Non ho seguito per circa 10 giorni questa conferenza per occuparmi della II settimana della cultura scientifica e, al rientro, ho trovato in corso un dibattito assai vivo e stimolante, in cui voglio intervenire solo marginalmente per approfondire alcuni problemi relativi ai documenti 1304, 1305, 1308 e introdurre altri elementi di riflessione in merito alle analisi del CENSIS.
1304)
Approfondendo il problema, dall'analisi dei dati sui sieropositivi dei 16 centri coordinati dal Dott. Gianni Rezza è emerso che la prognosi dipende essenzialmente solo dalla età dei pazienti (risultati riportati in una recente tesi di laurea in matematica di cui sono stata relatore). I più giovani tendono a rimanere asintomatici più a lungo. Questo comporta però anche che l'aumento medio del periodo di incubazione osservato negli ultimi anni sia attribuibile non solo all'influenza delle terapie ma anche ad una maggiore precocità di diagnosi dovuta a migliore informazione sull'argomento e, soprattutto all'abbassarsi dell'età media dei sieropositivi. I tossicodipendenti e gli eterosessuali sono infatti più giovani degli omosessuali che sono stati i primi ad ammalarsi, ma anche i primi a prendere precauzioni, per cui l'epidemia omosessuale può considerarsi praticamente conclusa; i sieropositivi attualmente seguiti sono per lo più tossicodipendenti.
1305 - 1308)
Conosco l'articolo di Duesberg, ma non mi sento di avere troppo ottimismo, come dimostra Spanò, infatti la grandissima parte delle persone sieropositive, magari con il concorso di altri fattori, ha finora sviluppato l'AIDS e tutti quelli che hanno sviluppato la malattia erano comunque sieropositivi. HIV forse non è sufficiente da solo a indurre AIDS ma è un fattore molto importante e sarebbe disastroso se si abbassasse la guardia sulla prevenzione della diffusione di questo virus, basandosi sull'impressione errata di una correlazione debole tra HIV e AIDS.
CENSIS
Per quanto riguarda l'indagine CENSIS che ha scatenato la polemica sul passaggio dalle droghe leggere alle pesanti, ci sono da fare due considerazioni in proposito, già accennate correttamente da Guido Votano e Alberto Berretti (che lavora nel mio stesso Dipartimento).
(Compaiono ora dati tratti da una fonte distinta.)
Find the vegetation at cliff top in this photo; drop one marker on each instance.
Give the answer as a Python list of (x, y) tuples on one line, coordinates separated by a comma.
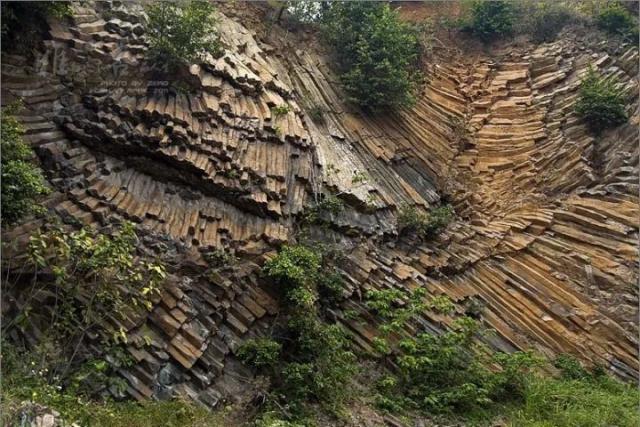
[(22, 180), (377, 53), (616, 19), (182, 32), (24, 23)]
1) Il campione non è rappresentativo dell'universo dei tossicodipendenti e probabilmente neppure di quelli che guardano la televisione. Non c'è alcuna base statisticamente accettabile nella scelta dei soggetti che quindi sono presumibilmente rappresentativi solo di se stessi.
2) Si equivoca (volutamente?) sulla presunta frequenza di passaggi da droga leggera a droga pesante.
In realtà quello che viene rilevato non è, come sarebbe corretto, il numero la proporzione o la percentuale di quanti consumatori di droghe leggere sono "passati" alle droghe pesanti, ma si rileva quanti consumatori di droghe pesanti hanno in precedenza consumato droghe leggere. Anche se tale percentuale fosse del 100% nulla si potrebbe dire di quella che interessa.
Per chiarire ulteriormente consideriamo un altro esempio. Sarebbe facile dimostrare che circa il 100% dei consumatori di cannabis è stato in precedenza fumatore di tabacco, ma a nessuno verrebbe in mente di dire che il tabacco porta alla cannabis, in quanto è evidente a tutti che la maggior parte dei fumatori di tabacco rimane tale e non passa a nessuna altra droga. Probabilmente equivocare sul caso del tutto analogo relativo al passaggio cannabis-eroina è condizionato dal fatto "culturale" di annoverare entrambe le sostanze tra le droghe illegali mentre non viene in mente, o non si vuole prendere in considerazione, alcuna associazione tra una droga legale, quale il tabacco, e una illegale (ma non più dannosa), quale la cannabis, come se esistesse un muro tra i due tipi di sostanze: quelle legali e quelle illegali, ad ostacolare il "transito".
Vale poi comunque per questo "sondaggio" e la relativa analisi statistica (?) quanto già detto in generale precedentemente (cfr. n.1300 di questa conferenza).